09.06.2017 - 15:24 Uhr
Weiden in der OberpfalzOberpfalz

„Volksbank Raiffeisenbank Nordoberpfalz eG“ Winter führt neue Regionalbank

Rudolf Winter wird zunächst an der Spitze der fusionierten "Volksbank Raiffeisenbank Nordoberpfalz eG" stehen. Aus den derzeit sieben Vorständen werden ab 1. Januar 2019 vier: Thomas Ludwig, Rainer Lukas, Thomas Wirth und Bernhard Wolf (in alphabetischer Reihung).

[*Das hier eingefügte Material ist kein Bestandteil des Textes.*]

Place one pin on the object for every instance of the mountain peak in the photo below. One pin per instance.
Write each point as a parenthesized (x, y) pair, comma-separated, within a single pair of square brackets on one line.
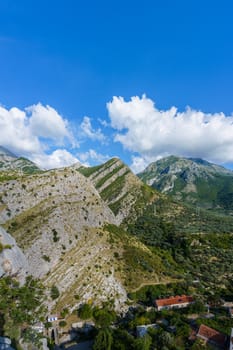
[(192, 180)]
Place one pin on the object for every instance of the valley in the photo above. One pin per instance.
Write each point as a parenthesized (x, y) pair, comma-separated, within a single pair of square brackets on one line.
[(101, 237)]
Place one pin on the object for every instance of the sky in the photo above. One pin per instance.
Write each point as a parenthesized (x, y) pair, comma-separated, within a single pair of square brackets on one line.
[(140, 80)]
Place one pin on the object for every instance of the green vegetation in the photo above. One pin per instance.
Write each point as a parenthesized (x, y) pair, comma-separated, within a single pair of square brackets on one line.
[(54, 292), (4, 246), (20, 306)]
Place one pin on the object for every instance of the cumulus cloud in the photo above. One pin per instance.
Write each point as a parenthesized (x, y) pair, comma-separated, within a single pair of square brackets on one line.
[(154, 133), (46, 122), (92, 155), (34, 132), (57, 159), (89, 132)]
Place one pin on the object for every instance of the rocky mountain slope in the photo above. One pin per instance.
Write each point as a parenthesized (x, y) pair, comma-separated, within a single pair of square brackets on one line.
[(65, 226), (12, 164), (194, 181), (93, 232)]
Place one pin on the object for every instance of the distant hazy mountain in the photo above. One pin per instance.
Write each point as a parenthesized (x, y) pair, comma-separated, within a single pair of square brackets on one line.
[(192, 180), (10, 162), (94, 232)]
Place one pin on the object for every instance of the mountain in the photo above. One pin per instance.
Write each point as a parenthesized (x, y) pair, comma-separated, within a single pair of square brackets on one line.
[(99, 233), (192, 180), (12, 164), (64, 224)]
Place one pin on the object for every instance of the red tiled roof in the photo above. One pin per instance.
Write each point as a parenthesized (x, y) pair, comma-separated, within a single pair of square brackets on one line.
[(211, 335), (179, 299)]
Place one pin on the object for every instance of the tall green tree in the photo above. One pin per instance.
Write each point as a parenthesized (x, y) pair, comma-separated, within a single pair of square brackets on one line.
[(103, 340)]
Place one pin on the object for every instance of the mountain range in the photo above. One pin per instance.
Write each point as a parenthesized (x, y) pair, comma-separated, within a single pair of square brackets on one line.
[(99, 233), (192, 180)]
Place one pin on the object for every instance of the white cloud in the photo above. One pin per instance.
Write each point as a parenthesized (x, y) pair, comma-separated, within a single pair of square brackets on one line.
[(92, 155), (34, 132), (57, 159), (153, 133), (138, 164), (89, 132), (46, 122)]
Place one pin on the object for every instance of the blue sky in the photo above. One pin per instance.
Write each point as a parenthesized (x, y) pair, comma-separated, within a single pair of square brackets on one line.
[(62, 62)]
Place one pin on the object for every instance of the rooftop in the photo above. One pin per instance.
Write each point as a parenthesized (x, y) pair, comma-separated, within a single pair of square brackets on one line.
[(212, 336), (176, 300)]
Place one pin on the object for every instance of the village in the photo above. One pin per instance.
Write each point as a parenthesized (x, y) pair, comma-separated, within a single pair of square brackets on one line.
[(179, 320)]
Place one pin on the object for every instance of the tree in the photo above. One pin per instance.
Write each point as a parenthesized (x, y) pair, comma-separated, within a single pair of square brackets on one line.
[(20, 306), (85, 311), (54, 292), (103, 340), (143, 343), (104, 317)]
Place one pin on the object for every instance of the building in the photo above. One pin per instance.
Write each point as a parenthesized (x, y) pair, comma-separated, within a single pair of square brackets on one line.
[(212, 337), (178, 301), (231, 340), (142, 330), (5, 343), (52, 318), (38, 327)]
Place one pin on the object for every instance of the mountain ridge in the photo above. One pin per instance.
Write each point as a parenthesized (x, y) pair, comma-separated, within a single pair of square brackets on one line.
[(192, 180)]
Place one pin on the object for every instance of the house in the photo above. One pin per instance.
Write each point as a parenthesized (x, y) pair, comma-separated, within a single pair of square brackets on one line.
[(231, 340), (178, 301), (52, 318), (5, 343), (212, 337), (39, 327), (142, 330)]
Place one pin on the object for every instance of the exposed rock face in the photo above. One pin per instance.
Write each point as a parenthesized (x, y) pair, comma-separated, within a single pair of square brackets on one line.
[(10, 162), (47, 213), (59, 219), (13, 262)]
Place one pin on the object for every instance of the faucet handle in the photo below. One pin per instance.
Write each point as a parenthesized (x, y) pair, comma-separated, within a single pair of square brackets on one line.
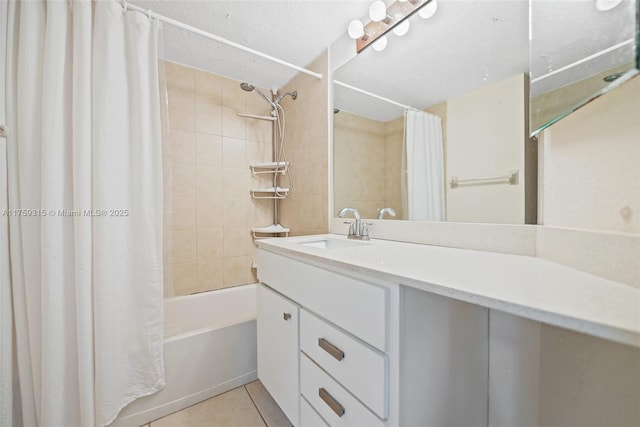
[(364, 233), (352, 228)]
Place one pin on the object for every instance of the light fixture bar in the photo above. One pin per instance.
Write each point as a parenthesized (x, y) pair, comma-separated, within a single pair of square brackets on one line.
[(373, 95), (396, 13), (183, 26)]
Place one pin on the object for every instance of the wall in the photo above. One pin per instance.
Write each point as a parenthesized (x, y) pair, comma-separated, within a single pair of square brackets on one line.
[(591, 172), (212, 210), (368, 162), (359, 164), (306, 210), (393, 146), (486, 137)]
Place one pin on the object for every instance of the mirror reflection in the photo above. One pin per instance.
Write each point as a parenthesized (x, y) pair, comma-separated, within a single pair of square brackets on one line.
[(579, 50), (435, 126)]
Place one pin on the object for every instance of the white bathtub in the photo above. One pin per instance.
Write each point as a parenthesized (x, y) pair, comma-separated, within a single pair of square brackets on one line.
[(210, 348)]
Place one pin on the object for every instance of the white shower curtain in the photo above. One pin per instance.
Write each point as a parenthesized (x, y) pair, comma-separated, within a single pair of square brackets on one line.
[(423, 163), (85, 165)]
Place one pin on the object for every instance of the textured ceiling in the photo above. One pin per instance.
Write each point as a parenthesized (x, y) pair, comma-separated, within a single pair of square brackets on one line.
[(294, 31), (564, 32), (466, 45)]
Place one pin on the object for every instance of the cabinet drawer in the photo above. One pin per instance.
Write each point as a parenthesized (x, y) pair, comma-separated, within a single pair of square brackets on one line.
[(359, 368), (308, 416), (356, 306), (331, 400)]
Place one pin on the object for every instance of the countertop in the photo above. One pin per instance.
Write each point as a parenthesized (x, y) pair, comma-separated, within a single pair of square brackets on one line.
[(525, 286)]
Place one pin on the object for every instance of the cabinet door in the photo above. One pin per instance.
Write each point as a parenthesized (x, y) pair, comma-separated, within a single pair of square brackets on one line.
[(278, 351)]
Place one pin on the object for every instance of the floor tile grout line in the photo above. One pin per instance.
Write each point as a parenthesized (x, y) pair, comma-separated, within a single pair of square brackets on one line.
[(255, 406)]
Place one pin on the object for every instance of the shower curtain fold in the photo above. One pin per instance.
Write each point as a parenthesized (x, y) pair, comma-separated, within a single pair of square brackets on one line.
[(423, 166), (85, 155)]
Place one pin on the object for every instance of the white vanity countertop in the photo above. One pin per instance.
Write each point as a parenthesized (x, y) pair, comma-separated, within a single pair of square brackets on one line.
[(525, 286)]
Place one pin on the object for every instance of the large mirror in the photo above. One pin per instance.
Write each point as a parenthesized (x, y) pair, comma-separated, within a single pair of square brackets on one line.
[(466, 67), (579, 50)]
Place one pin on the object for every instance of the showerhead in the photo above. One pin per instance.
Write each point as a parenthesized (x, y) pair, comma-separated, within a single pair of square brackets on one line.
[(251, 88), (247, 87), (293, 95)]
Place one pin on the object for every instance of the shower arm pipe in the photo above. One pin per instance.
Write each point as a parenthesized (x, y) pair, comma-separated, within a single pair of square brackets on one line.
[(373, 95), (181, 25)]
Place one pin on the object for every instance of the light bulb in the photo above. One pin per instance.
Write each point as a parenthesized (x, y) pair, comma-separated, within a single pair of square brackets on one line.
[(356, 29), (429, 10), (377, 11), (402, 28), (604, 5), (380, 44)]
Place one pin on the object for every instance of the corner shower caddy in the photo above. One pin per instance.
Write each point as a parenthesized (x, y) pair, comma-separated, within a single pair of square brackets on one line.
[(275, 193), (278, 165)]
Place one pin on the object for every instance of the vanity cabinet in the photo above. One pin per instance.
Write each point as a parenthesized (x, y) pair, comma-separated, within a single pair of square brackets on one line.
[(278, 356), (363, 352)]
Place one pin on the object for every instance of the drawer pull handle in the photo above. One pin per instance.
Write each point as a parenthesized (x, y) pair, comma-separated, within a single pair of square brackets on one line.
[(331, 349), (331, 402)]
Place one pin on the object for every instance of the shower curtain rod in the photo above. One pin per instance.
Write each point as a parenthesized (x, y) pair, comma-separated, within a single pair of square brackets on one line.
[(373, 95), (181, 25)]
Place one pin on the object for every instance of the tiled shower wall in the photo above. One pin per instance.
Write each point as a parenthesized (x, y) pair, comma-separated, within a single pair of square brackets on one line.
[(211, 150), (305, 211)]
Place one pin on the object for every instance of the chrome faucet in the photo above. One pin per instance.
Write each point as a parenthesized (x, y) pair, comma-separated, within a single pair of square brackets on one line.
[(354, 229), (390, 211)]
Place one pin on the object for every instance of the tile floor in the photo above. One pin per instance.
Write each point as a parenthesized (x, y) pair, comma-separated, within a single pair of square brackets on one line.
[(247, 406)]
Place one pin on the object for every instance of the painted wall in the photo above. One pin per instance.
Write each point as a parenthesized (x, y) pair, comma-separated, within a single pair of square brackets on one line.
[(591, 165), (486, 137), (590, 174), (368, 162), (306, 210), (359, 164), (212, 212)]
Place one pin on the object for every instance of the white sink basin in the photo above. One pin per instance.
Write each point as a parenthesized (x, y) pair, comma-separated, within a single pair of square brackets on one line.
[(333, 243)]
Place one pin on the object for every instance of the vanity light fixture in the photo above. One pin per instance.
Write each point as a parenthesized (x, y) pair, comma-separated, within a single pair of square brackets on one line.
[(378, 11), (385, 18), (356, 30), (402, 28), (380, 44), (429, 10)]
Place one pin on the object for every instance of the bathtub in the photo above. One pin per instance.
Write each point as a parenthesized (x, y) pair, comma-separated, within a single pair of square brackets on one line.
[(210, 348)]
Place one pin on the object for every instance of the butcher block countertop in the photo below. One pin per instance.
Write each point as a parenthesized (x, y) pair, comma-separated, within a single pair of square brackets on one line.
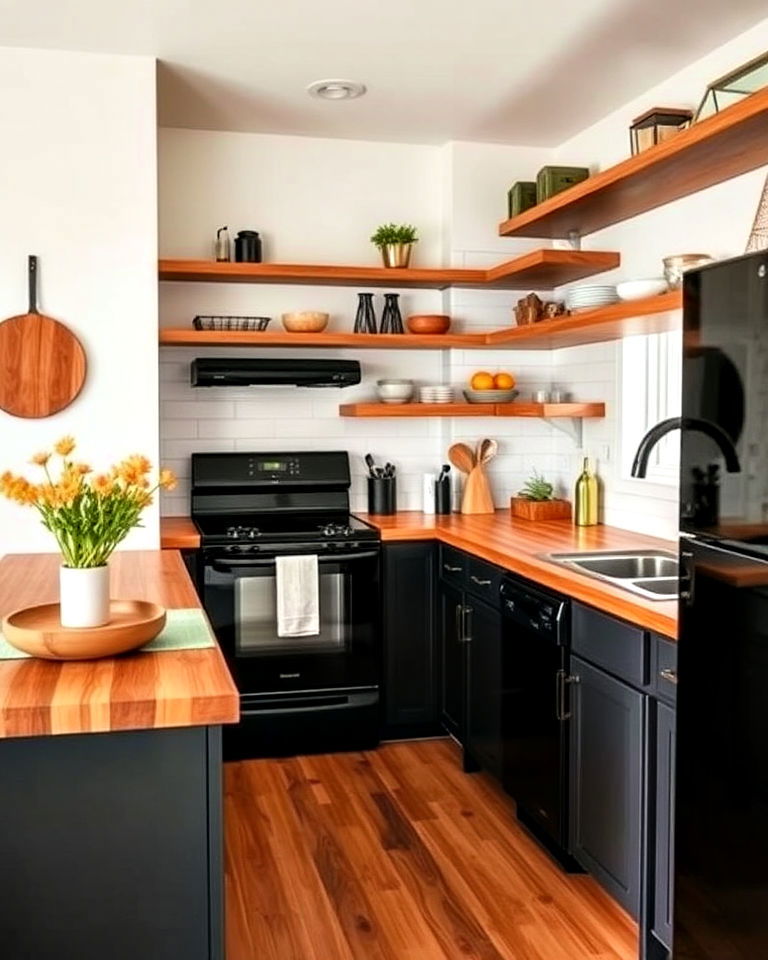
[(515, 545), (139, 691)]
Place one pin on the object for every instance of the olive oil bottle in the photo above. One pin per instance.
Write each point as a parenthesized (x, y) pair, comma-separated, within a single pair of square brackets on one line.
[(586, 505)]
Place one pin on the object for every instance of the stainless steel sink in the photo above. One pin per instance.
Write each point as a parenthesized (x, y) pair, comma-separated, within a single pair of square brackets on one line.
[(653, 574)]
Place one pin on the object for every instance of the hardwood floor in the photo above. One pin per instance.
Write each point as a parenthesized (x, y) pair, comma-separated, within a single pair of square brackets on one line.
[(398, 855)]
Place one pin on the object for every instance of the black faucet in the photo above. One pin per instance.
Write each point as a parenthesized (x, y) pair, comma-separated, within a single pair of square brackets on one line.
[(649, 441)]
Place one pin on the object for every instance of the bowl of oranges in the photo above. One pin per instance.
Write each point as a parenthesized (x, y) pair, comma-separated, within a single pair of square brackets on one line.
[(487, 387)]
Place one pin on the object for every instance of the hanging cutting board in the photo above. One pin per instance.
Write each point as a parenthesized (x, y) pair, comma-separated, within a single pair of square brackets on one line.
[(42, 363)]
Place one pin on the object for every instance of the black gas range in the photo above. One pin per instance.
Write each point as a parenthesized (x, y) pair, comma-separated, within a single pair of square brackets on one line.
[(298, 693)]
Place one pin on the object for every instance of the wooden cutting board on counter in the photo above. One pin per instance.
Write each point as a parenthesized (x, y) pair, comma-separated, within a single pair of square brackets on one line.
[(42, 363)]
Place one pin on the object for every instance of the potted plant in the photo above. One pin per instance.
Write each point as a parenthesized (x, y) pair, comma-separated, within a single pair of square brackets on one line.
[(89, 515), (395, 240), (537, 502)]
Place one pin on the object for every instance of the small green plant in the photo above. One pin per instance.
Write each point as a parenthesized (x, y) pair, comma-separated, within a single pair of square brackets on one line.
[(536, 488), (389, 233)]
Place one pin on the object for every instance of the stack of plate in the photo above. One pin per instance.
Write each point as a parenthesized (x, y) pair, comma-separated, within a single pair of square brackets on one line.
[(590, 296), (443, 393)]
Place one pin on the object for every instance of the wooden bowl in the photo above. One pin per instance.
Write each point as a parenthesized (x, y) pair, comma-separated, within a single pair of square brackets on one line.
[(38, 631), (428, 323), (305, 321)]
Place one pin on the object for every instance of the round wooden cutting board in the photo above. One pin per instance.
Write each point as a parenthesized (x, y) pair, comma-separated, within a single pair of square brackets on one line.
[(42, 363)]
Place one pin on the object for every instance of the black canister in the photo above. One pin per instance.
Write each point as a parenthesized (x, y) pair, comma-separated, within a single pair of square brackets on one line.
[(382, 495), (443, 495), (248, 247)]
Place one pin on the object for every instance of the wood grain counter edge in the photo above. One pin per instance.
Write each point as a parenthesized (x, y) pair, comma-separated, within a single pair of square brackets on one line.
[(515, 546), (138, 691)]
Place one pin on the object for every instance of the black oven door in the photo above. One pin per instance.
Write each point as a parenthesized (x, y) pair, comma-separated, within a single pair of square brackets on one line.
[(239, 595)]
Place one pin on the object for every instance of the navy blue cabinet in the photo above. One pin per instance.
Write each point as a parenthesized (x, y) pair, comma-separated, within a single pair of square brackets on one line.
[(410, 694), (451, 650), (482, 739), (606, 780)]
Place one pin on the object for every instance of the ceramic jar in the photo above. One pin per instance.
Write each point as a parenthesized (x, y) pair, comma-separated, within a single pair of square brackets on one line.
[(84, 596)]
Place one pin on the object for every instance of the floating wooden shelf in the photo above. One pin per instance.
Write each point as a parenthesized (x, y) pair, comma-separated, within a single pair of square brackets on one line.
[(722, 146), (624, 319), (187, 337), (652, 315), (540, 270), (545, 410)]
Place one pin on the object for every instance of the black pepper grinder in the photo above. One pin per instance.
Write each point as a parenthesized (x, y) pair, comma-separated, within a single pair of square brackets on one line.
[(248, 247)]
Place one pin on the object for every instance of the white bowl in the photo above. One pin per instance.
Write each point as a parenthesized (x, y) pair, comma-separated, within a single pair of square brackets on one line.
[(639, 289), (395, 391)]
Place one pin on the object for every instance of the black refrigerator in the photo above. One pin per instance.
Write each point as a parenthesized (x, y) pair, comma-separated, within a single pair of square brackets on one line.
[(721, 801)]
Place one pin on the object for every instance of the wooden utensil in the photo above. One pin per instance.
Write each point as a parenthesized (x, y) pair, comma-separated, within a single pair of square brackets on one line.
[(462, 457), (42, 363), (477, 493), (38, 631)]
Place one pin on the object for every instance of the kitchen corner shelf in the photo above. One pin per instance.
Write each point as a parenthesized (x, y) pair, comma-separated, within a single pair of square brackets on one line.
[(545, 411), (538, 270), (652, 315), (725, 145)]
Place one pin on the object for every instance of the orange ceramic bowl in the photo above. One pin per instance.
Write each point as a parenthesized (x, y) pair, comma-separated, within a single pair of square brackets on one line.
[(429, 323)]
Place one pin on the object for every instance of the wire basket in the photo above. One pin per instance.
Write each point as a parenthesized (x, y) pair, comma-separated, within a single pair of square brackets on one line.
[(231, 323)]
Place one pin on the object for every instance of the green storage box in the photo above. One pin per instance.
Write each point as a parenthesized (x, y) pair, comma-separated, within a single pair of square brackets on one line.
[(521, 197), (552, 180)]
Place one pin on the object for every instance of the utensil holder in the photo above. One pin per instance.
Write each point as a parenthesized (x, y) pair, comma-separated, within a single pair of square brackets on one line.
[(382, 495), (443, 496)]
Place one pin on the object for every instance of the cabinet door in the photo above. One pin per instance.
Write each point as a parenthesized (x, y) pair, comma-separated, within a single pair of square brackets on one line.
[(483, 712), (451, 659), (606, 780), (410, 692), (664, 839)]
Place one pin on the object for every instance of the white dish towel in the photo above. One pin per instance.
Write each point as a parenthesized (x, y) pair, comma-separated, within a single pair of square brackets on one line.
[(298, 596)]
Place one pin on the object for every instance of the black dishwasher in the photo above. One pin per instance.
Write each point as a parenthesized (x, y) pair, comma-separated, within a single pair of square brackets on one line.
[(534, 711)]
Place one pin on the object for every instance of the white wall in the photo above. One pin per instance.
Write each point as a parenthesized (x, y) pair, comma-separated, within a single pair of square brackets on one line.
[(78, 169), (314, 200), (715, 221), (318, 200)]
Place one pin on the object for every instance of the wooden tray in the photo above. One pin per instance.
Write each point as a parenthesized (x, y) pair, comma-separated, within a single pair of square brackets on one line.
[(38, 631)]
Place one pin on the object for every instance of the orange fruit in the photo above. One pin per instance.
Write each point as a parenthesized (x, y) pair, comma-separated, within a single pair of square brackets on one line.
[(482, 381)]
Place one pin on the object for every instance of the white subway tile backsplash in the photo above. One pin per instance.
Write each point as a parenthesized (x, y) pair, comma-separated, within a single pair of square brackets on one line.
[(252, 419)]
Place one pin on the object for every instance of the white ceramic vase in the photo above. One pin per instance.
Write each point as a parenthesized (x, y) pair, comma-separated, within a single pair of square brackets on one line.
[(84, 596)]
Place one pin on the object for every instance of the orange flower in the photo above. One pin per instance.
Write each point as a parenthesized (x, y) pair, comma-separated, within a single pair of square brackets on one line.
[(167, 479), (102, 484), (65, 446)]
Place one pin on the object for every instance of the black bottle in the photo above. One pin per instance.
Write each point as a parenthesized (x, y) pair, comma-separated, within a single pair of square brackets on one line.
[(248, 247)]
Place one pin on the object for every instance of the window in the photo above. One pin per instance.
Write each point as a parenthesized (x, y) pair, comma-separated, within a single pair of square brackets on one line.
[(651, 390)]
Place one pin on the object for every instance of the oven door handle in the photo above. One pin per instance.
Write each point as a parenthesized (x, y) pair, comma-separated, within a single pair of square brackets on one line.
[(230, 566)]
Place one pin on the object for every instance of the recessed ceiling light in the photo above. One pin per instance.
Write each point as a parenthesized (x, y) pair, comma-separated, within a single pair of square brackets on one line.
[(336, 89)]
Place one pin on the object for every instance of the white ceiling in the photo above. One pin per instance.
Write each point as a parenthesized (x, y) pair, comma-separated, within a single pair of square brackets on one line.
[(498, 70)]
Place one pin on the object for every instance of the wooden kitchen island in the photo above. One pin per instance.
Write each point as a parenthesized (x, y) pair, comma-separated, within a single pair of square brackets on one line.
[(110, 805)]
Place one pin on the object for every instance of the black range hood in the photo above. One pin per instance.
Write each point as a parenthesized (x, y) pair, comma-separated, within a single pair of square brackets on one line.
[(217, 372)]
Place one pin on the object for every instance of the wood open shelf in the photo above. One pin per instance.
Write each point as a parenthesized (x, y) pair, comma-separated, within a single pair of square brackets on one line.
[(722, 146), (187, 337), (652, 315), (544, 410), (627, 318), (538, 270)]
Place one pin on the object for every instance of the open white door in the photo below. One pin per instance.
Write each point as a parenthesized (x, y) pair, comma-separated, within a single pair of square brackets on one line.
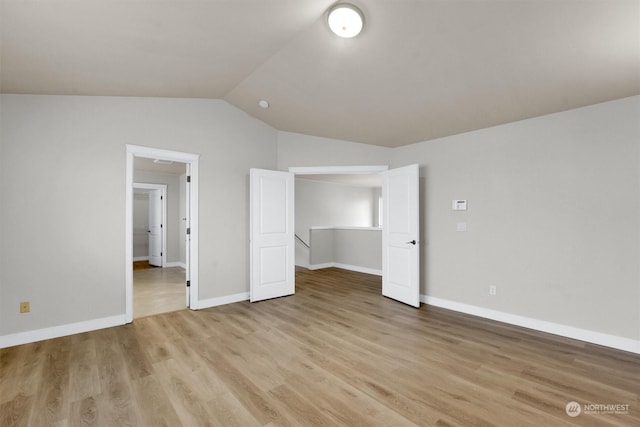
[(272, 251), (155, 228), (400, 233), (187, 235)]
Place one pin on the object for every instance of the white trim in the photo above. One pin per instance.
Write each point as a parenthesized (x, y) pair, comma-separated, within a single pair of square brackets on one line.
[(357, 268), (321, 266), (599, 338), (337, 170), (163, 191), (156, 153), (60, 331), (331, 227), (176, 264), (228, 299)]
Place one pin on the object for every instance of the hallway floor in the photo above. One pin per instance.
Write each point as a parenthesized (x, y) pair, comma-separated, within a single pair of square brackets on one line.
[(158, 290)]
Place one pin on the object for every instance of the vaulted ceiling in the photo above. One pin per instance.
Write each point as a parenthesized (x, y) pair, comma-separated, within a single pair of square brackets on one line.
[(421, 69)]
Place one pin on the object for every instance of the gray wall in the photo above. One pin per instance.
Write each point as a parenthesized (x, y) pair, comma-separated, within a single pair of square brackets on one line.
[(66, 214), (347, 247), (331, 204), (553, 217), (304, 150)]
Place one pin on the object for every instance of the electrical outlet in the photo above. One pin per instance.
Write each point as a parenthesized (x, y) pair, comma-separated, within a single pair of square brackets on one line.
[(25, 307)]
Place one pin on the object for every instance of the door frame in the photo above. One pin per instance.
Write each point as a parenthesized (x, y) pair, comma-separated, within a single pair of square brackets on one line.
[(163, 190), (192, 160)]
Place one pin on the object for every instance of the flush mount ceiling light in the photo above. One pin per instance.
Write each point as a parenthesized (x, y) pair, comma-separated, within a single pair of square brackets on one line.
[(345, 20)]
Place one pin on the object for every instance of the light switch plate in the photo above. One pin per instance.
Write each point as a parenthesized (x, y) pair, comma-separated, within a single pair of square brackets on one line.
[(459, 205)]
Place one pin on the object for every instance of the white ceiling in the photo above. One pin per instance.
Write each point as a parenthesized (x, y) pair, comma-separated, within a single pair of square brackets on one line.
[(421, 69)]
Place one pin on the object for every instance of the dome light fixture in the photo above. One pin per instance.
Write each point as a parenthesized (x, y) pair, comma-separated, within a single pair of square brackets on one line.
[(345, 20)]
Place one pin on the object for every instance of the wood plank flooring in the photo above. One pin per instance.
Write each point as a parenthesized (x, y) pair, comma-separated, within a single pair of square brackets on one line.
[(158, 290), (335, 354)]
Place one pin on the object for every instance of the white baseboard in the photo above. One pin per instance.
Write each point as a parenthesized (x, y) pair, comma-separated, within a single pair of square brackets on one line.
[(228, 299), (321, 266), (620, 343), (357, 268), (60, 331), (176, 264)]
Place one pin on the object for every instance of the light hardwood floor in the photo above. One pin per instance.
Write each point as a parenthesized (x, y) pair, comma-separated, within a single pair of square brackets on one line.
[(335, 353), (158, 290)]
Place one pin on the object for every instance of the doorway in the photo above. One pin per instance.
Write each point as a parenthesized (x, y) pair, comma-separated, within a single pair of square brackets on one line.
[(188, 218), (272, 231)]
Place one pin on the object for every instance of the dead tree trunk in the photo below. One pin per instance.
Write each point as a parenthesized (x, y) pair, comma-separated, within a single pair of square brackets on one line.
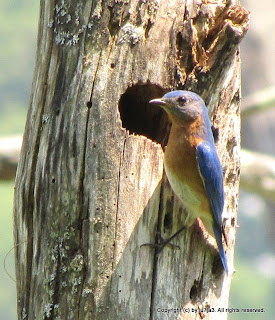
[(90, 187)]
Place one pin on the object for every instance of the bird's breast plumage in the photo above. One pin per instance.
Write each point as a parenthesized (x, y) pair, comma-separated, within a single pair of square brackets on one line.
[(183, 173)]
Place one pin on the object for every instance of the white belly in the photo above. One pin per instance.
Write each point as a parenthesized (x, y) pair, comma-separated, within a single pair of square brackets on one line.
[(191, 200)]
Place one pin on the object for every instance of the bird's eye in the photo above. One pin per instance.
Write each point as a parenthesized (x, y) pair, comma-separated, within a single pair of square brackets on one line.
[(181, 100)]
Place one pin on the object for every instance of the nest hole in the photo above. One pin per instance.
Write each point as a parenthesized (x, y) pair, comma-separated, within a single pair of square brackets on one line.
[(141, 118)]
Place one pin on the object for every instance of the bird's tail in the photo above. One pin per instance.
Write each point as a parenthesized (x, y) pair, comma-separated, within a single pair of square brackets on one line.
[(218, 236)]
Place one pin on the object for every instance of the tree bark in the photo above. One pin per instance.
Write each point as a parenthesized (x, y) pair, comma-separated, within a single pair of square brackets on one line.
[(90, 187)]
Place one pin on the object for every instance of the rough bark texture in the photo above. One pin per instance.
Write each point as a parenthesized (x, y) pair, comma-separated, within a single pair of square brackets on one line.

Der Vorstandssprecher der Volksbank Nordoberpfalz, Rudolf Winter (links), leitet die fusionierte Großbank bis Ende 2018. Zur Seite stehen ihm u. a. die Vorstände Thomas Ludwig (rechts) und Rainer Lukas (Vierter von rechts) sowie Aufsichtsratsvorsitzender Josef Kürner (Dritter von links). Bild: cf
von Clemens Fütterer Kontakt Profil

Die "Väter" der größten genossenschaftlichen Verschmelzung dieses Jahres in Bayern, Rudolf Winter, Hermann Ott als Vorstand der Raiffeisenbank Weiden und Vorstand Josef Strauß von der Raiffeisenbank im Stiftland, treten dann in Ruhestand. Altersbedingt. Für Strauß gilt zeitnah eine Altersteilzeit-Regelung. Auch der 17-köpfige "Interims"-Aufsichtsrat schrumpft schon im Frühjahr 2018 auf neun Mitglieder: Josef Kürner, Winfried Hecht, Josef Schwägerl, Liane Birne, Manfred Lehner und Herbert Preisinger (je zwei von den drei fusionierten Banken) sowie drei Aufsichtsräte aus den Reihen der rund 730 Mitarbeiter.

Wettbewerb über Qualität

Wie berichtet, machte die Vertreterversammlung der Volksbank Nordoberpfalz am Donnerstagabend die Verschmelzung mit einem einstimmigen Votum perfekt: Nachdem zuvor die Vertreter der Raiffeisenbank Weiden diesem Schritt zu 100 Prozent und der Raiffeisenbank im Stiftland 93,65 Prozent zugestimmt hatten. Die Volksbank übernimmt die "Gesamtrechtsnachfolge". Aufsichtsratsvorsitzender Josef Kürner erinnerte nochmals an die "Tragweite und Bedeutung" für eine "nachhaltige Zukunftssicherung". "Die Ertragslage ist wichtiger als die Bilanzsumme", relativierte Kürner die künftige 2,6 Milliarden Euro schwere Bilanz. Vorstandssprecher Rudolf Winter betonte, dass bei der Verschmelzung nicht "drei Welten und Philosophien" aufeinander stoßen, sondern genossenschaftliche Prinzipien den Mehrwert für die Mitglieder und Kunden bringen. Winter setzt bei der künftigen Geschäftsstrategie auf verstärkte Spezialisierung, "der Wettbewerb wird über Qualität entschieden". Denn die herkömmlichen Bankdienstleistungen seien (im Online-Zeitalter) vergleichbar wie noch nie. Den "zukunftsweisenden Verschmelzungsvertrag" (Winter) beurkundete übrigens Notar Dr. Damian Najdecki. Rudolf Winter bekräftigte die "Position der Stärke".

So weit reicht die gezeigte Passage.